Readers respond to Laurel resident's plight
Last weekend I wrote about the rough economy's effect on unemployed workers ages 50 and up, who are having an especially rotten time finding a new job. A growing number are at the brink of homelessness.
One, Laurel resident Kathleen Harwell, 59, has searched for nearly two years to replace her eliminated administrative-assistant position. Unemployment benefits exhausted and too young for Social Security, she was about to be evicted from her mobile-home community.
She owns her house outright but had fallen several months behind on the rent for her land. Her management company warned her in December that it would move to auction it to pay the arrears if she couldn't pay up by mid-January. "I'm out of luck unless a miracle happens," she said last week.
Readers took that as a call to action. Several sent checks to Harwell, made out to the company, that collectively paid off the $2,100 in arrears as well as her February rent. That buys her a month to keep searching for a job or another alternative to life in a shelter.
Some of the people donating money are in that 50-plus age group and felt fortunate that they were doing all right. One woman, a retiree, felt a connection based on background: "I was an administrative assistant for many years," she told me.
In thank-you notes to the strangers who stepped in at her time of need, Harwell said she wrote: "Your kindness will always be in my thoughts."
"At least for the time being, right now, things are stabilized," said Harwell, who spends part of every week going through help-wanted listings at the one-stop job center in Columbia. (That's how we connected in the first place.)
Offers of help, including job and job-training suggestions, also came in for Eve Prietz, whose home is in foreclosure. So don't let anyone convince you that people don't care about each other anymore.
The real key for most people at the brink of eviction or foreclosure is employment. I hope the job picture improves substantially soon, because people's lives depend on it.

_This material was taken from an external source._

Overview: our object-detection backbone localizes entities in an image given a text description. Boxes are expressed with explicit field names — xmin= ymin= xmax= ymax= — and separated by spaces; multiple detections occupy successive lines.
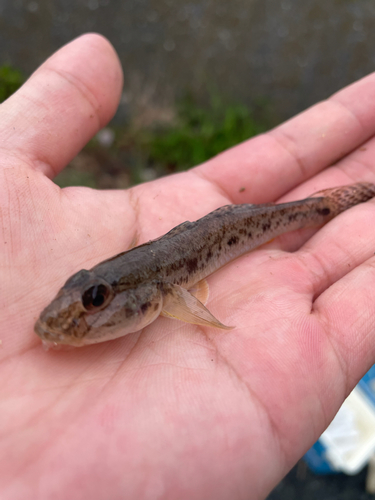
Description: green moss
xmin=0 ymin=64 xmax=25 ymax=103
xmin=144 ymin=97 xmax=268 ymax=171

In the meantime: Do you have a housing plan B, C and D in place in case you lose your job? Could you survive if you're out of work for a year or more?
A new Bankrate.com survey finds that 38 percent of Americans feel less comfortable about their savings level than they did a year earlier, compared with just 19 percent who feel more comfortable. So financial insecurity remains an ever-present issue, even though the recession was officially over a year and a half ago.
I'd like to hear about creative things you've done to keep a roof over your head in tough times, or to cut back on housing expenses to build up more savings.